Collision question

At the end of this lesson, the instructor tests out the CrashDetector script and demonstrates the player bouncing on the circle collider 2D that is set to the player’s head.

However, that collider is checked as a trigger and thus doesn’t have collision. In my code, when I attempt to crash the player, I correctly get the OnTriggerEnter associated with the head circle collider, but the sprite floats through the ground until catching on the snowboard capsule collider. That all makes sense to me because that’s how we set up the collision, but somehow the instructor is getting collision on the head as well.

How is that possible? Please help.

6 Likes

Hey, I also noticed that. What I did was made a slightly smaller Circle Collider 2D within the one on the head made as a trigger, and also another (slightly larger) Circle Collider 2D in the shoulder area, both of these extra ones not set as triggers, so they are solid. It doesn’t have the same effect where it bounces or where his character doesn’t roll onto his side after, but it will make his head and the area around it solid.

1 Like

I have found a fix for this. The video really should be rerecorded as there seems to be a bug in unity with the isTrigger and the sprite shape, for me when the head trigger hits the ground it resets the position of the player object.

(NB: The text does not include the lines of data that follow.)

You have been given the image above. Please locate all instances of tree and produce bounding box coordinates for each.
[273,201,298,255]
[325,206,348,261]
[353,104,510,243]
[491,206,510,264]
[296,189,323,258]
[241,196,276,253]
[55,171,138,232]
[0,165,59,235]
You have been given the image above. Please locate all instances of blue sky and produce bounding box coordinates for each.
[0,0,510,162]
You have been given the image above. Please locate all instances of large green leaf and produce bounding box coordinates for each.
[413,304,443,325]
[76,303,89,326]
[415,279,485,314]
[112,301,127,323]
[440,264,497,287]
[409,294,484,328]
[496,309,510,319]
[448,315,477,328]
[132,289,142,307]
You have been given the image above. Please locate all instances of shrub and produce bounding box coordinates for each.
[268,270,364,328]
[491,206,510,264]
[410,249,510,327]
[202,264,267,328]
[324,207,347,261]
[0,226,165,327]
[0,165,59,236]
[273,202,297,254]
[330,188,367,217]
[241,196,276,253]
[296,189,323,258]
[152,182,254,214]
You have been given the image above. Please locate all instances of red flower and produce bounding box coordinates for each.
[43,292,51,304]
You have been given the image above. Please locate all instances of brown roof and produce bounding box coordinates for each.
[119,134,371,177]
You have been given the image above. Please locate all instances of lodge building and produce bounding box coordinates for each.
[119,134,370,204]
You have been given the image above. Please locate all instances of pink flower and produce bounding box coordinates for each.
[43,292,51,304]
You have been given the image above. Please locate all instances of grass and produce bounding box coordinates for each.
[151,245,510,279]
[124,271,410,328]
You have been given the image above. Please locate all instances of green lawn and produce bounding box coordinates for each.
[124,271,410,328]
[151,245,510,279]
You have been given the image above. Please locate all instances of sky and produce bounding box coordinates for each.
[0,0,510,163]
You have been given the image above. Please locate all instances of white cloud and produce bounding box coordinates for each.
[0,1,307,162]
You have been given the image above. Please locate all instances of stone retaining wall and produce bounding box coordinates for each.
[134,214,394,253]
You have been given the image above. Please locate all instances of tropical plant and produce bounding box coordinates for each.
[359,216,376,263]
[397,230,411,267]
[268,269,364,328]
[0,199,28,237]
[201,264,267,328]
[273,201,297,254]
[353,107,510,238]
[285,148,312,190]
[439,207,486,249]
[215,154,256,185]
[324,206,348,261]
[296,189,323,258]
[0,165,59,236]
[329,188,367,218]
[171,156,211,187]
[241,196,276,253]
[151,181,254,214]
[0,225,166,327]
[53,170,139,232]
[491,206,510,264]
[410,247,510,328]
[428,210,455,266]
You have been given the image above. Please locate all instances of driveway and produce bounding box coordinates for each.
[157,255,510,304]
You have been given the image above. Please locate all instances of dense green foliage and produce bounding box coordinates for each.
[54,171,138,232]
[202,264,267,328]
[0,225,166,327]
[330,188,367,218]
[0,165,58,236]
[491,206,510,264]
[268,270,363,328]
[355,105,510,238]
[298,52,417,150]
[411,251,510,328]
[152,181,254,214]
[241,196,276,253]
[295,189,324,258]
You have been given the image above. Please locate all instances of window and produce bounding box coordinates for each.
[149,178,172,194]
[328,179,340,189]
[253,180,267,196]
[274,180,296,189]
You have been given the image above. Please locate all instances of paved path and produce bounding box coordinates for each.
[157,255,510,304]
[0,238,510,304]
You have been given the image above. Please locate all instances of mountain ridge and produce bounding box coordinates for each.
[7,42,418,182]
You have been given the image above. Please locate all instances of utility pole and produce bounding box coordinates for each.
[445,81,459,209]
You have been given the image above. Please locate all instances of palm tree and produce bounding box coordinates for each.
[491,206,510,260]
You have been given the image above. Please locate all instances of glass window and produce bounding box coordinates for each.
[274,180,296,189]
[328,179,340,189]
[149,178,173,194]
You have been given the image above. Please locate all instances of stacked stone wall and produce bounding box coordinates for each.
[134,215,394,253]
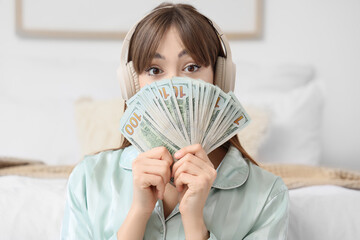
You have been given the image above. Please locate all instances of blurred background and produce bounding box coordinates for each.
[0,0,360,170]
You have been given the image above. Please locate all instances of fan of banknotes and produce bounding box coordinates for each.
[120,77,250,155]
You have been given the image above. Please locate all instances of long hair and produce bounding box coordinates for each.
[109,3,258,165]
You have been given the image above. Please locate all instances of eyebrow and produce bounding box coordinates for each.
[154,49,188,60]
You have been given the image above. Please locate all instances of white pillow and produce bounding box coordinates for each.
[235,62,324,165]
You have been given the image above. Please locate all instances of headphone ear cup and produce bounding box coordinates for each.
[126,61,140,96]
[214,57,226,91]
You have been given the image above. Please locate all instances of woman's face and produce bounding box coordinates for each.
[139,27,214,88]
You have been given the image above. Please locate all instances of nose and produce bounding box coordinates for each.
[164,69,181,79]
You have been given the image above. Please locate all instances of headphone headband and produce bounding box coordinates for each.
[117,6,235,100]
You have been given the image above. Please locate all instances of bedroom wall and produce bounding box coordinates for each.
[0,0,360,170]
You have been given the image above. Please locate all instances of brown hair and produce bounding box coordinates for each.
[113,3,258,165]
[128,3,225,74]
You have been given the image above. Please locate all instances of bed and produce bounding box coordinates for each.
[0,58,360,240]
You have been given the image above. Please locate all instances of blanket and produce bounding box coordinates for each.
[0,159,360,190]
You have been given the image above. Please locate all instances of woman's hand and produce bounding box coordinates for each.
[132,147,173,216]
[172,144,216,239]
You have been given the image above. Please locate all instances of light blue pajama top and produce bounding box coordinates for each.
[61,146,288,240]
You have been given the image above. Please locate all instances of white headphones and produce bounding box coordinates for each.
[117,6,236,100]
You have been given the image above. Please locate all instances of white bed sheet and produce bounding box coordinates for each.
[0,176,360,240]
[288,185,360,240]
[0,176,67,240]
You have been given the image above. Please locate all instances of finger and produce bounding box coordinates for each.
[174,173,196,192]
[174,144,208,161]
[142,174,165,199]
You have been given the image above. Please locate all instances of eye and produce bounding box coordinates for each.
[184,64,201,72]
[146,67,163,76]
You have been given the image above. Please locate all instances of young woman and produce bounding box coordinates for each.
[62,4,288,240]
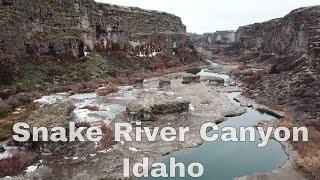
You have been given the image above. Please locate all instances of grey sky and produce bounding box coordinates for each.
[96,0,320,33]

The fix is to make sure that the circle collider 2d is not set as a trigger then have the following code for the CrashDetector.cs file.

using System.Collections;
using System.Collections.Generic;
using UnityEngine;

public class CrashDetector : MonoBehaviour
{
    CircleCollider2D playerHead;
    void Start()
    {
        playerHead = GetComponent<CircleCollider2D>();
    }
    private void OnCollisionEnter2D(Collision2D other) {
        if (other.gameObject.CompareTag("Ground") && playerHead.IsTouching(other.collider))
        {
            Debug.Log("I hit my friggin Head");
        }
    }
}

5 Likes

Hi @winSome,

Welcome to our community! :slight_smile:

Actually, Rick’s Barry should have dived into the ground instead of bouncing off. In later videos, you can see, that he doesn’t bounce anymore. Rick suspects that the surface effector made the head bounce in this case. Sometimes, there are undesired side-effects, and since we didn’t write the Collider2D classes or the surface effector class ourselves, we cannot prevent those side-effects.

However, since we know what the problem is (trigger collider bouncing off), we can simply filter for that specific case like Anthony did in his code.

4 Likes

This topic was automatically closed 24 hours after the last reply. New replies are no longer allowed.